Perhaps there will never be an "end" to feminism. As long as any woman is suffering some form of inequality or injustice in society, she will always be able to frame it as a gender issue, the same way connotations of racism, classism, nationalism, and political ideology will always be labels we smear onto our conflicts to address questions in our society regarding why some of us have more, and others have less.
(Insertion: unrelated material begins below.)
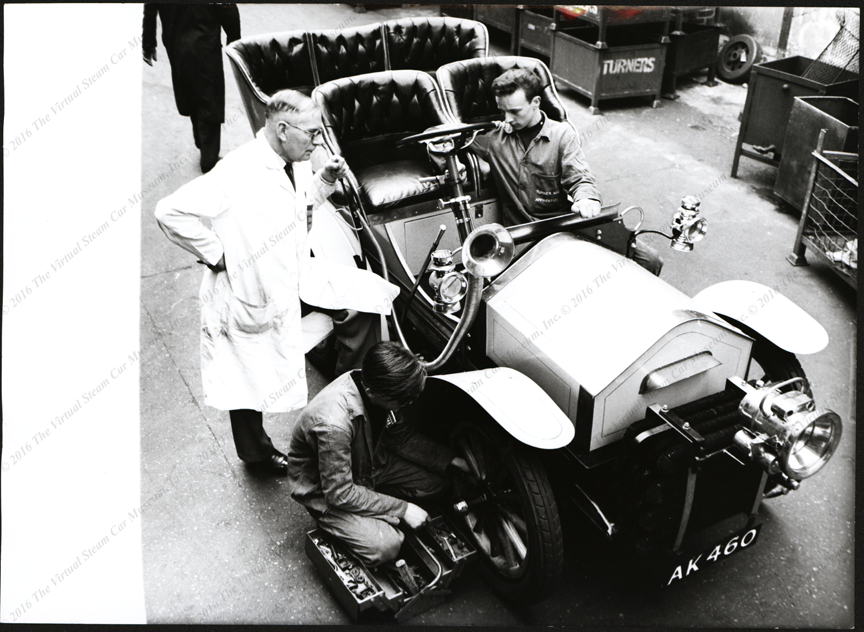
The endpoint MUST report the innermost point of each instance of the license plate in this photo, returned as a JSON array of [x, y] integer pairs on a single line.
[[721, 550]]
But absolutism in any form bleeds easily into fanaticism, and social activists and media outlets will always be far too eager to simplify our complex issues into black and white camps. The recent Zimmerman trial is a perfect example of this. George Zimmerman was an over-eager idiot, who fancied himself an action hero and ignored multiple instructions by police to stay in his vehicle. Approaching what he suspected to be a trespasser, Zimmerman stalked his target in the darkness, and didn’t identify himself as a neighborhood watchman. Trayvon Martin reacted in the only way he knew how, when being advanced on at night by a perceived threat — he met pending violence with self-defensive violence, and lost his life in the fight. People were far too eager to jump on a bandwagon of racial outrage, because it suited their worldview. But if this story was about two men of the same ethnicity, it barely would have appeared in the papers. Zimmerman was an idiot, not necessarily a racist — and his acquittal does not necessarily speak to racial injustices permeating throughout our society.
Gender roles are constantly being reassessed and discussed in America. Is a long working career a preferred male responsibility? In our overpopulated world, can women live fulfilled and joyful lives eschewing traditional maternal roles? Can stay-at-home fathers be perfect substitutes for a nurturing mother? The more diverse stories we’re exposed to, the more we learn that anything is possible, and nothing is "standard." Individuals should pick the life path that suits them, and the people they want to be with. And as long as they don’t harm anyone else, a society that claims to champion freedom should do nothing other than get out of their way.
That is when we know we’ve achieved the goals of feminism or racial equality, not by eradicating the notion of gender and race — but by accepting any form in which they choose to exist.